Yazzus, la DJ britanno-ghanéenne issue de l’underground queer berlinois, a pris les commandes et a propulsé la soirée dans une autre dimension. Son set était radieux : rapide, sexy, explosif. Elle a puisé dans le ghettotech, la jungle et la nostalgie des raves du début des années 2000, mais le résultat était indubitablement le sien. Avec chaque drop et chaque build, elle créait un espace à la fois extatique et vulnérable. Très énergique mais joyeuse, elle nous a donné la permission de nous laisser aller. La salle a réagi de la même manière. Comme on nous l’a dit plus tôt dans la soirée, « c’est une question d’intensité, mais c’est aussi une question d’attention ».

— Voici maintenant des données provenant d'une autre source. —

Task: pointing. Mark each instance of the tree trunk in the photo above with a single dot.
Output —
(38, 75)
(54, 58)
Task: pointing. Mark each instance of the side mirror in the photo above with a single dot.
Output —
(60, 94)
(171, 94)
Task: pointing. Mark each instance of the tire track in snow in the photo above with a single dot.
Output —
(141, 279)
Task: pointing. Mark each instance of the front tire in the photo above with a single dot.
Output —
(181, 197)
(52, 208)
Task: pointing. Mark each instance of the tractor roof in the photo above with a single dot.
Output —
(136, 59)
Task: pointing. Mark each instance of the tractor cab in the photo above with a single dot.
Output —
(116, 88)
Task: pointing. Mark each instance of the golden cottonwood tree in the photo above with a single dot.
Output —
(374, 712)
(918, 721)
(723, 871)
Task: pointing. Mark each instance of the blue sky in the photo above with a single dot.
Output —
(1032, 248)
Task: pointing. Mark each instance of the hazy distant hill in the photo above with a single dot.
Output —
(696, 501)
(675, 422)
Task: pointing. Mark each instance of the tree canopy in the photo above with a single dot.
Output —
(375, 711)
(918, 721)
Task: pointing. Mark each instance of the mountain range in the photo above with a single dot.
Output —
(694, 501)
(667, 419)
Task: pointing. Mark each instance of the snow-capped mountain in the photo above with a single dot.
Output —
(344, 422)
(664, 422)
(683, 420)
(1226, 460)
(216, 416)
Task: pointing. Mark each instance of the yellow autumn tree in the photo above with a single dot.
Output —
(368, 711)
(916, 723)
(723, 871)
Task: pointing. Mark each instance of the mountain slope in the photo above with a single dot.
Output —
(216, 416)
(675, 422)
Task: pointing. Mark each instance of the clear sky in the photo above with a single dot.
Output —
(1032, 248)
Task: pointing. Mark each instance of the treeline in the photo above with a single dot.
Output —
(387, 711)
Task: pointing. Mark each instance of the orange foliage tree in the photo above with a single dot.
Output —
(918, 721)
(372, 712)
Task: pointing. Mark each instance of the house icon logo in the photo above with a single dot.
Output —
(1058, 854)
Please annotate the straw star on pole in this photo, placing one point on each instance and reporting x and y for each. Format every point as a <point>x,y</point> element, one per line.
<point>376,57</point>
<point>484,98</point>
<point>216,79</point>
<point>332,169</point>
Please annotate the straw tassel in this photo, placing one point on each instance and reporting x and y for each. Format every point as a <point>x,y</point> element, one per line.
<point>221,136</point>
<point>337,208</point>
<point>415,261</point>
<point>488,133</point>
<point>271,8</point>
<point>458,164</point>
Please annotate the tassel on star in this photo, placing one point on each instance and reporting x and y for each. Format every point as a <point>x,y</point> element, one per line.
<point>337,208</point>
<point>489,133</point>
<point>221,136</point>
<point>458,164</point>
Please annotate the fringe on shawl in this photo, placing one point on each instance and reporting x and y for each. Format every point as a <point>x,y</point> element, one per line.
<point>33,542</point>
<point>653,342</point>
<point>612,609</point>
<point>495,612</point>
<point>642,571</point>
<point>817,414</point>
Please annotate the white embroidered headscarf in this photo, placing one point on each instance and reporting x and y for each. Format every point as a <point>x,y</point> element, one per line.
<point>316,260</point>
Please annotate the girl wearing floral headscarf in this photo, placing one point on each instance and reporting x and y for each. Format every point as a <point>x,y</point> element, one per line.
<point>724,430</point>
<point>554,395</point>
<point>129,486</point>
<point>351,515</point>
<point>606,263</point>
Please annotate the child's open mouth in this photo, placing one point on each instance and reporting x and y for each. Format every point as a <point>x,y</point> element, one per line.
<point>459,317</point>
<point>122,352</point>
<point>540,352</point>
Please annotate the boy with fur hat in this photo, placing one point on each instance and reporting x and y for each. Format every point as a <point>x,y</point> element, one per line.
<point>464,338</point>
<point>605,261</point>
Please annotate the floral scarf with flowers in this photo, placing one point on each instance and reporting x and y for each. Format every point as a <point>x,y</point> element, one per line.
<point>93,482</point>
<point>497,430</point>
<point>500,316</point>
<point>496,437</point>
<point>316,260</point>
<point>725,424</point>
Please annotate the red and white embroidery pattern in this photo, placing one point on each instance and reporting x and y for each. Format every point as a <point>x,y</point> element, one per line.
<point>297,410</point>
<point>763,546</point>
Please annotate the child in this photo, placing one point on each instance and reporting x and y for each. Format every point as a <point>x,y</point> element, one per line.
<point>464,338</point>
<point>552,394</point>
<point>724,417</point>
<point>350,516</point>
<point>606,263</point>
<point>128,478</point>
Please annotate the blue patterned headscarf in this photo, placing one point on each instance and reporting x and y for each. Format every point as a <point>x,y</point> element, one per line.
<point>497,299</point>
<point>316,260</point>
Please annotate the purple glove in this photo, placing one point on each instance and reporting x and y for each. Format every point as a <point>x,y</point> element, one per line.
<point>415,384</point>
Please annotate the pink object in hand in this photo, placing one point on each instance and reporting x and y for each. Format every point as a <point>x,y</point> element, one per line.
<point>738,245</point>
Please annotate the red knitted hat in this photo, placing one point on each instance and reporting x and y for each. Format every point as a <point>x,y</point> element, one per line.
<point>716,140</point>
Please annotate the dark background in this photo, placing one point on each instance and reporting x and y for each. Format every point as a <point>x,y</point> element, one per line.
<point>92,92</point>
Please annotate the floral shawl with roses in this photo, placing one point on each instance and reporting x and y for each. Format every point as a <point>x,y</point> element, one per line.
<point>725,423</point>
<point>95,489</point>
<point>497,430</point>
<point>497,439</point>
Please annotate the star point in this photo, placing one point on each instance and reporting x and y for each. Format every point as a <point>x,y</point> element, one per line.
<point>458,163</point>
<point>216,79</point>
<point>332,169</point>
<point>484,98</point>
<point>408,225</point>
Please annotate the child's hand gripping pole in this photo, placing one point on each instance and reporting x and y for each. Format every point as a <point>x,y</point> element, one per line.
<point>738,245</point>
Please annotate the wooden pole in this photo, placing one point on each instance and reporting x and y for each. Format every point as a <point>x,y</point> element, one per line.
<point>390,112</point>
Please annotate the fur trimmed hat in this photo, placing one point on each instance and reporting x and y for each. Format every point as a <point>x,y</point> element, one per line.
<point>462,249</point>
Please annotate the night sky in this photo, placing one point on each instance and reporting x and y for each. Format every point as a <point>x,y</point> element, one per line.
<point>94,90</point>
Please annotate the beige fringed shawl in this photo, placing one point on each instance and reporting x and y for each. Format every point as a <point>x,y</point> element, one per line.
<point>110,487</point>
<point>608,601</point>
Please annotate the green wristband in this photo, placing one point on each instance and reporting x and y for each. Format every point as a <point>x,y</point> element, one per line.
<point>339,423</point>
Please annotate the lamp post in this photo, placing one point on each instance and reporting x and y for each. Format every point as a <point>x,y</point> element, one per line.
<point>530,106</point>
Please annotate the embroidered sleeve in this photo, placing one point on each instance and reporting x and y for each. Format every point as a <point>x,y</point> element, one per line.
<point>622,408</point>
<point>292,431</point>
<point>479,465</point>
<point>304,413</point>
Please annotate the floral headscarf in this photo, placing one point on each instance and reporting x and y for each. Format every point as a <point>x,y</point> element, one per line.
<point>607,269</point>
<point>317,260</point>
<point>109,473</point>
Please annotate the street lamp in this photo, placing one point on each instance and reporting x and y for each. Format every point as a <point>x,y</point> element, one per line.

Puis est arrivé DJ Tool, qui nous a plongés encore plus profondément dans l’obscurité. Membre du collectif berlinois Mala Junta , il est connu pour sa techno rapide et chargée d’émotions, d’une précision chirurgicale. Son set était implacable, industriel, physique et inébranlable. Si Yazzus nous a donné des ailes, Tool nous a enfermés dans le tunnel et a accéléré. Mais même ici, dans les moments les plus durs, il y avait un sentiment de contrôle et de confiance, celui d’être emmené quelque part dans un but précis.
Cette soirée à l’Exposé Noir ne s’est pas contentée de présenter trois DJ. L’événement a honoré l’architecture émotionnelle de la vie nocturne : comment la bonne énergie, le bon son et le bon cadre peuvent faire passer une salle de l’évasion à quelque chose de plus profond. Elle nous a rappelé à quel point il est bon d’être complètement, pleinement présent.